Heutzutage ist „The Reverend and Valiant Master of the Temple“ zunächst einmal Pfarrer der anglikanischen Kirche (die ihn für sein Pfarramt, denke ich, auch anständig bezahlt) und erster Pfarrer in der Tempelkirche in London. Hat es geklingelt? Aber ja, Templer, Tempelkirche… Das ist die Kirche, in der der „Da Vinci Code“ spielt und auch gedreht wurde. Da ich kein Dan-Brown-Fan bin, war ich noch nie dort, obwohl sie nun wirklich mitten in London steht. Ihr Herzstück ist ein runder Bau, der der Grabeskirche in Jerusalem nachempfunden ist. Das Verständnis geht so: Wer in der Kirche steht, steht in Jerusalem. (Na, so etwas haben wir in Ostdeutschland auch, nicht ganz so alt: Das Heilige Grab in Görlitz. Das wurde um 1485 von einem Jerusalem-Pilger genauso gebaut, wie er es dort gesehen hat. Also kann man auch an der polnischen Grenze mitten in Jerusalem sein. Ich hab’s probiert und es ist wirklich beeindruckend. Solche Dinge hängen wirklich nicht am geografischen Ort, glaube ich.)
Abschweifung zu Ende. Die Tempel-Kirche in London war 1215, als die Magna Charta entstand, noch in vollem Templer-Betrieb und zuweilen Zufluchtsort für König Johann, wenn der wieder mal in Schwierigkeiten war. Und so spielt die Kirche auch keine unwichtige Rolle bei der Entstehung der Magna Charta. Und der heutige Tempelmeister, Robin, ist bestens geeignet, über das alte Dokument zu erzählen, zumal er ein gebildeter Mensch und Theologieprofessor am King’s College in London ist.

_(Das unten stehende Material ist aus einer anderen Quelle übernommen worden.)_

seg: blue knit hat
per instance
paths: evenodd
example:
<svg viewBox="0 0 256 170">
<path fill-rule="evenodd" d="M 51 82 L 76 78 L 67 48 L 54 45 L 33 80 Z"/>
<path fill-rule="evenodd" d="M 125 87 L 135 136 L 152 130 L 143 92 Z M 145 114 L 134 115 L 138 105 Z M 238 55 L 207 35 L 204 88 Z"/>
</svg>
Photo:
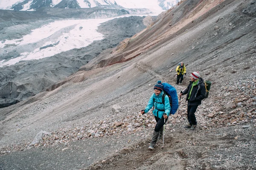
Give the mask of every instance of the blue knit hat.
<svg viewBox="0 0 256 170">
<path fill-rule="evenodd" d="M 161 82 L 161 81 L 158 80 L 157 83 L 154 86 L 154 90 L 157 89 L 159 91 L 163 91 L 163 85 Z"/>
</svg>

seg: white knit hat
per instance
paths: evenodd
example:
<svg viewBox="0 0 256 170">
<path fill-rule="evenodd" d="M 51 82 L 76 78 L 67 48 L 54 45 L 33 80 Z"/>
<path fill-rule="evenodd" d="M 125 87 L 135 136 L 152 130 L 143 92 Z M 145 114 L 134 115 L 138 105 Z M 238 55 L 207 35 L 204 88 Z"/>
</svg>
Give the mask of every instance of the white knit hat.
<svg viewBox="0 0 256 170">
<path fill-rule="evenodd" d="M 191 73 L 190 74 L 190 76 L 195 79 L 198 79 L 198 78 L 200 76 L 199 75 L 199 72 L 198 71 L 194 71 L 193 73 Z"/>
</svg>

Am Anfang fragt er, wer das Dokument eigentlich schon einmal tatsächlich von Anfang bis Ende gelesen hätte. Andrew meldet sich und noch jemand. Ein anderer sagt, er hätte wenigsten mal bis zur Hälfte gelesen. Das findet Robin durchaus verständlich. „Das ist so langweilig zu lesen, dass man ab dem 5. Artikel sterben möchte.“ Es ginge um die Fischereirechte in der Themse, Rechte für Kaninchenfang und ähnliche banale Dinge. Warum darum so ein Aufhebens machen? Wenn man sich aber durch den Wust durchgekämpft hat, dann kämen plötzlich die Artikel 39 und 40. Und da steht drin: „Kein freier Mann darf eingesperrt, enteignet, für vogelfrei erklärt, exiliert oder in anderer Weise entrechtet werden, ohne dass er von Gleichgestellten nach dem Gesetz des Landes dazu verurteilt wurde.“ Das ist tatsächlich ein Grundsatz dessen, was wir heute Rechtsstaat nennen, das wurde wörtlich oder sinngemäß in viele demokratische Verfassungen übernommen, das garantiert – wo es eingehalten wird – das, was wir heute Menschenrechte nennen. In einem Büchlein, das Robin zum Jubiläum geschrieben hat, schreibt er: „Alle unter uns, die wir in Freiheit leben und ohne Angst vor unserer eigenen Regierung, unserer Polizei oder unseren Gerichten, haben guten Grund, den Baronen und Kirchenmännern dankbar zu sein, dass sie ihrem König auf einem sumpfigen Weideland außerhalb London die Stirn geboten haben – vor 800 Jahren!“ (In diesem Sumpfland, Runnymede genannt, wurde das Dokument im Juni 1215 unterzeichnet.)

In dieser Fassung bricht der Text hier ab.